I've been envying certain bloggers' terrain collections for a while.  Not because I want it for gaming, but because with the right set-up,  it can produce some really impressive photos of miniatures that "bring them to life" as it were.  Some good examples from some of my favorite painters:

Yeaaaaaah, pretty nice.  I don't have nearly the time to make this kind of thing, or the space to display it, but some kind of thematic backgrounds might be an improvement over the blue-white gradient or simple coloured paper I use now.

The other day I found a page with a pretty amazing collection of  free Star Wars-themed downloadable paper terrain, that I thought might do the trick and be simple to use. I printed some off, and quickly whipped up this super-basic backdrop:

Your typical Death Star corridor, nothing to write home about.  But even this produces some fun photos:

"Only a master of evil, Darth!"

Trying something a little more elaborate:

"Hey, what's HE doing here?"

Wow, right out of the movies!  OK, maybe not exactly, but I like it.  And it gives the figures a bit more "story" or context, which any even halfway-decent sculpt should already be trying to evoke.  Also, while it's not very creative on my part, I could print these at different scales to display 15 or 28mm minis.


  1. I'm blushing! ;) Really nice backdrops Allison! I especially like how you create perspective using the floor panel lines.

    A nice ground piece and a photo backdrop put far enough in the back that it blurs out, creating depth of field would work well in this manner too. I have been meaning to print up a section of runed city to put in the way-back area myself.

    Thanks for the very kind shout-out, you are one of my favorite painters too!

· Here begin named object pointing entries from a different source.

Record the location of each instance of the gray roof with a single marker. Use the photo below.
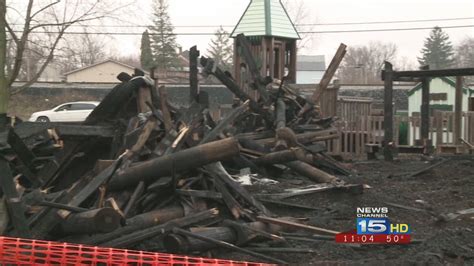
(266, 18)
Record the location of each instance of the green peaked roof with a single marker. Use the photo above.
(266, 18)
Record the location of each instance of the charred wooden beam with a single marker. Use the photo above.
(165, 165)
(290, 224)
(25, 156)
(102, 220)
(205, 194)
(280, 157)
(326, 79)
(311, 172)
(133, 199)
(193, 73)
(387, 76)
(219, 172)
(209, 66)
(307, 137)
(227, 245)
(155, 217)
(177, 243)
(14, 204)
(141, 235)
(252, 65)
(425, 109)
(229, 119)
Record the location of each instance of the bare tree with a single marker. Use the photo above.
(301, 17)
(465, 52)
(82, 50)
(362, 64)
(25, 21)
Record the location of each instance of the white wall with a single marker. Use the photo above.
(437, 85)
(102, 73)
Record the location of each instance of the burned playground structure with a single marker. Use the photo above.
(140, 173)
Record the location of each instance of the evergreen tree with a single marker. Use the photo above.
(221, 49)
(163, 43)
(146, 56)
(438, 51)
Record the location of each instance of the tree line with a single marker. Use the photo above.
(363, 64)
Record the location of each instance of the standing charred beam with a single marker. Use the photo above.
(458, 111)
(14, 204)
(225, 79)
(425, 108)
(193, 74)
(254, 71)
(165, 165)
(387, 76)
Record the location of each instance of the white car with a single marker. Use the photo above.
(66, 112)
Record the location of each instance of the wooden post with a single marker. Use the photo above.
(293, 58)
(14, 204)
(425, 108)
(94, 221)
(193, 74)
(387, 76)
(458, 111)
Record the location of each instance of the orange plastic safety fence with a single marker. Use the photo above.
(19, 251)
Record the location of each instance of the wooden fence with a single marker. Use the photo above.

  2. Good point about the floor lines. Hadn't thought of that, and it's very true. I wish the printing of these had been a bit higher-quality, frankly, and the "viewport into space" thing didn't work as well as I'd hoped. But they *are* just the first ones I made :)

    The distant backdrop would might be a nice alternative for outdoor settings. An extra illusion of distance could be made by atmospheric perspective - fading and desaturating the image a bit in software. Learned about that in painting class once upon a time...

  3. I actually really like the viewport. If you wanted more "window-like"ness to it, you could always use an inkjet transparency and print up a frame and put it in front!

    And, also, thanks for the shout out :) I tend to take my photos from the angle shown in the photo simply because I haven't come up with a large backdrop I like yet. Usually I just use those N scale Kato Buildings or the apartment blocks.

    As for DoF, I don't know what kind of camera you use, but if you have just a point n' shoot, generally if you set to Macro settings, and put your mini really close, and the background far away that can get some nice results. Otherwise I use low F-Stop settings in my DSLR. LMK if you want any of the settings I use!

  4. Beautiful and most enjoyable to view.

    Even though SpaceJacker's and Mr. H.'s comments are too complicated for me to understand, I concur exactly!

  5. BTW...Catwoman on Buildings. Just use her model I reckon and when she is in play take her off that ledge. :)

  6. Wow they are really effective, I need to do something similar myself

  7. Hi Allison, As said by your distinguished followers, an excellent solution for backdrop photography!

  8. What an excellent sense of perspective and fotography you have!

    Being it on purpose or not, it works and recreates nicely the "point de fuite" perspective thing.

    Really effective for a so simple method.

    PS. I secretly hate/envy one of the above commenters for his awesome looking terrain and retro tatoos :D

  9. Not so secret now, apparently ;) Is it... Spacejacker? With his awesome "Silence in the Library"-esque ink? Yes, of course it is!